Freedom of religion and conscience are abstract concepts for law professors who spend most of their lives among dusty legal books and visiting boring two-day seminars. Many people hold this view, but it is absolutely wrong. Freedom of religion and conscience are important concepts for every person, every day.
In this first issue of our online publication “Freedom for All,” you will read four approaches to defining “freedom of conscience” and “freedom of religion.” These four perspectives, though different, do not represent a complete definition of these terms.
What we hope to achieve, however, in this first issue of our publication is twofold. Firstly, we want to awaken interest in the fundamental freedoms of conscience and religion in Bulgarian readers by asking the questions: What do “freedom of conscience”, “freedom of thought”, and “freedom of religion” really mean? What do they mean to me as an ordinary individual? What significance do these concepts have for the society in which I live and for the people around me?
Secondly, we hope to give our readers the understanding that the freedoms of conscience and religion are important for every individual and for the whole of society. We further desire to establish that our human rights and constitutional and fundamental freedoms, such as the freedom to believe in God and to practice our faith, are not fictitious concepts that have no application in daily life.

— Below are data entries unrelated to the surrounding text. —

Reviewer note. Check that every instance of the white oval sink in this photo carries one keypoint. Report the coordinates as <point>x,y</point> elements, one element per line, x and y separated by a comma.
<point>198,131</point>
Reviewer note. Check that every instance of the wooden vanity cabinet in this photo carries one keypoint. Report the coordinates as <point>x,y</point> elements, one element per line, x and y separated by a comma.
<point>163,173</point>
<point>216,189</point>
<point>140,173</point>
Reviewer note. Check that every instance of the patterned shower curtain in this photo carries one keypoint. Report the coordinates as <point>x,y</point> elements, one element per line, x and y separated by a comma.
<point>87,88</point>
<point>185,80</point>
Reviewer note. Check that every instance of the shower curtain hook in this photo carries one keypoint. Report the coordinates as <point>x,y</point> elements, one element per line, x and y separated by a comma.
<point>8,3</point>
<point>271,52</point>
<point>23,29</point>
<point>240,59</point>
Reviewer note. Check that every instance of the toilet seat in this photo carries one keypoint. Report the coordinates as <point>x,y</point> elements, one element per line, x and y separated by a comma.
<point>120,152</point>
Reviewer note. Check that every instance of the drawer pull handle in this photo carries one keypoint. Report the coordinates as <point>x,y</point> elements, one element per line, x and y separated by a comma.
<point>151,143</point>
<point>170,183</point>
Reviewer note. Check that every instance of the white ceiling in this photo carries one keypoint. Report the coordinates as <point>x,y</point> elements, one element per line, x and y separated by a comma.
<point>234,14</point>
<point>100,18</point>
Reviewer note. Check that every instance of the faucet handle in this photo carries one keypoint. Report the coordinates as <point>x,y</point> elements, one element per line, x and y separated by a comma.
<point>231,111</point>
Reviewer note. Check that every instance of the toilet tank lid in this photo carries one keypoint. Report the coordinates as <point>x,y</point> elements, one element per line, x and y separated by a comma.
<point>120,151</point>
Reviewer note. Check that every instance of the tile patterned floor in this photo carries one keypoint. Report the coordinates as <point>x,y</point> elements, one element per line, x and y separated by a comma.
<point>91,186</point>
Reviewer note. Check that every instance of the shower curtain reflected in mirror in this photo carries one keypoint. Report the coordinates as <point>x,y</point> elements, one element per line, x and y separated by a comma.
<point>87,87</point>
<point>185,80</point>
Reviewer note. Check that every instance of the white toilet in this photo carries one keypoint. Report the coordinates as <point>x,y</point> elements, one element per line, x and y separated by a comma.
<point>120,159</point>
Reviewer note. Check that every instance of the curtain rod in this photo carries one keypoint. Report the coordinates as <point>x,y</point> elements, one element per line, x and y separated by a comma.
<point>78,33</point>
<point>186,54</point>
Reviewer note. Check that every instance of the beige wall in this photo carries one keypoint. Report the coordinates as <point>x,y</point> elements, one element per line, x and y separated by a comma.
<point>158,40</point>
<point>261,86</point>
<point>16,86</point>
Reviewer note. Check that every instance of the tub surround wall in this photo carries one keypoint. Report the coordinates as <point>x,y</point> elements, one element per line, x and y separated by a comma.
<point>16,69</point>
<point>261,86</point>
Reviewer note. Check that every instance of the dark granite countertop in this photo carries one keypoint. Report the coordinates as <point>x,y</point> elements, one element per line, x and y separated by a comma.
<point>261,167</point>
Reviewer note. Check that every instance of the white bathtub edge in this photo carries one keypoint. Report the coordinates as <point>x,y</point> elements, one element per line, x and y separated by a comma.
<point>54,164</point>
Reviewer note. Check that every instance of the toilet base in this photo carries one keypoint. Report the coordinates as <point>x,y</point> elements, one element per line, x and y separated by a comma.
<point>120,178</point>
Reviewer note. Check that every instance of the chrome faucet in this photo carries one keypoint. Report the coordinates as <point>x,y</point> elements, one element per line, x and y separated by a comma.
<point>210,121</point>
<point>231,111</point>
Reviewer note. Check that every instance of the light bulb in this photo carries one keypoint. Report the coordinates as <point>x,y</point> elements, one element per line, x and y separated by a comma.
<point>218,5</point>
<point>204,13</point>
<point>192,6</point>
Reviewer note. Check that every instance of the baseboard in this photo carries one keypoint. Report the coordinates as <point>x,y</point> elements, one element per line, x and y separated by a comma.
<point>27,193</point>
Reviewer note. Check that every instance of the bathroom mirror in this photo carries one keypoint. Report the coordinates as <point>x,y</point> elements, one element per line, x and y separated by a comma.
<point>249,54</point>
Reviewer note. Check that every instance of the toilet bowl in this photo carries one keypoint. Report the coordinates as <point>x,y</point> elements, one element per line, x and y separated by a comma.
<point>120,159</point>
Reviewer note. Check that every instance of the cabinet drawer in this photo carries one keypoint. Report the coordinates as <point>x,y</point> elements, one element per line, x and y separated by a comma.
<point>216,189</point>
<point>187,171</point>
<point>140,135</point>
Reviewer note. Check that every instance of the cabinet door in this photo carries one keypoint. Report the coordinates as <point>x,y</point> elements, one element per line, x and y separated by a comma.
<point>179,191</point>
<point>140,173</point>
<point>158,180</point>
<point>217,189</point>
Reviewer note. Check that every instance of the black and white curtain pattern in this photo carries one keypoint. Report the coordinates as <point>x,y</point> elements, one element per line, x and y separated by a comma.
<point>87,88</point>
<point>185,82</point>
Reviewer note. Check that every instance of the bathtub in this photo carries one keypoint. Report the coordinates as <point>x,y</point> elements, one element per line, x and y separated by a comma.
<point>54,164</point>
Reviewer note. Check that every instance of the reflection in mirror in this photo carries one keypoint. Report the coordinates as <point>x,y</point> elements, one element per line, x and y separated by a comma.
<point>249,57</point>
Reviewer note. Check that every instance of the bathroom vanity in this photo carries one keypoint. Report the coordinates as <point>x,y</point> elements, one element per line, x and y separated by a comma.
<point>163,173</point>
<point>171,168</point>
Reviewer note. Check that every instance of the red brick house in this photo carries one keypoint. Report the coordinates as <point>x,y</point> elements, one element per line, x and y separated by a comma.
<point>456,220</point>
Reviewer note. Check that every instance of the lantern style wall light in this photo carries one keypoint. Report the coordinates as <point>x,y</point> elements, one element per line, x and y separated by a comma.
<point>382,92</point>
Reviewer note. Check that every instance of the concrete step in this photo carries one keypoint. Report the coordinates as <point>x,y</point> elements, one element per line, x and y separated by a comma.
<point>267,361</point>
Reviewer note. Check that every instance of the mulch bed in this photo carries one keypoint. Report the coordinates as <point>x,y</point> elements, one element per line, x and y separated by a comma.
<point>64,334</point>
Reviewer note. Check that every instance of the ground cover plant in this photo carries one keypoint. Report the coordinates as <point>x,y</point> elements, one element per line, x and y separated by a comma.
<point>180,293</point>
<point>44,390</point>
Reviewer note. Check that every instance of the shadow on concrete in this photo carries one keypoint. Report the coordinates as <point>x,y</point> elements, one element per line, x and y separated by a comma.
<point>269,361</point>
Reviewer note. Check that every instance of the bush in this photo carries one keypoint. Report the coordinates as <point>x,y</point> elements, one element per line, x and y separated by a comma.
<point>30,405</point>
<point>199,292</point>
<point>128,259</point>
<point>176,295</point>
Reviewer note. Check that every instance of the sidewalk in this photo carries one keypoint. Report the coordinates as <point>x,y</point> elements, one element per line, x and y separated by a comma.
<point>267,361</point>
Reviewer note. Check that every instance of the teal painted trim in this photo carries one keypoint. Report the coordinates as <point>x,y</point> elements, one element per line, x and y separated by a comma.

What we believe shapes us as persons; it defines our understanding of the world, of ourselves, of others, and hence it determines our behavior. Man finds a way to do what is right or at least what he thinks is right. If we believe it is right to take life indiscriminately, then we will strive after this misdeed with the fanatic confidence of someone who is devoted to the right cause. If we believe God wants us to take care of the poor, the sick, orphans and widows, then we will sacrifice time, effort and resources for this cause. If we believe there is no God, then we will strive to create a world order where human skills and power are the only method to solving problems in the lives of individuals and society.
A heart conviction is what motivates people’s actions. The above three illustrations of possible attitudes toward faith, mentioned are good examples. Our beliefs do not always rest on intellectual understanding. If they did, the freedoms of conscience and religion would be reserved only for people with a higher education. Setting limits on faith and on people’s convictions, whether highly educated and learned or illiterate, inevitably restrains one’s sense of personal freedom – that inward conviction and its realization in everyday life. This type of restraint has always caused a response in the soul of those who have a fixed set of values and are true to them, no matter if they be highly educated or simple blue-collar workers.
Understanding that these rights are important is of practical significance. If this understanding is extended to the public, a relations between state and private organizations, as well as between religious groups, will improve. Disrespect toward the Constitution, the highest law regulating these issues in Bulgaria, is a fact at this stage. There are still local municipalities, mayors, and citizens of a “patriotic” disposition, who do not look upon the freedom of religion as a basic constitutional right, but as an annoying requirement subject to local morals and bigoted intolerance. Even the controversial new Religious Act in Bulgaria is proof of the mediocrity and the lack of understanding that envelopes this subject.
Bulgarian society for years was taught to fear any religious faith and the freedom of its expression. Compulsive atheism, fear and hypocrisy were the cornerstones of the communist regime in Eastern Europe. They also turned the concepts of “freedom of religion” and “freedom of conscience” into empty words, reserved for use only in the presence of foreign guests and when it was necessary to stress the great achievements of the dogmatic regime.
Breaking with this difficult legacy and building a society that is based on respect for the human person is a difficult process. Years of confusion after the fall of the communist state structure brought about the “liberty” of a new consumer society. But it seems that the new generation of the market economy is hardly aware of how easily this freedom may turn into slavery if human conscience and faith are under the control of the secret police, state repression and the self-censorship of fear.
We are convinced that the basis of this process of discovering the values of a free society, in particular the freedom of religion, lays in an honest attitude toward ourselves and others The ability to freely ask questions that are important to everyone and a readiness to hear the answers is the beginning of a course in the right direction. This type of dialogue is the goal of our publication whose first issue is before you.
One religious leader, with enormous influence even today, a carpenter from Nazareth born 2000 years ago, said of himself that he is the Son of God. He claimed that only He is the Way, the Truth, and the Life, and that no one can know God except through him. Whether or not this is so, it is a matter of choice to believe his claims and his teaching. Everyone has to make that choice for himself and bear the consequences in his life and soul. To follow God, or not to, is among one of the most important decisions in a man’s life. But in order to make such a choice, man must first be presented with the opportunity to choose. Therefore, the freedom to choose a faith must be respected by all and guaranteed to everyone.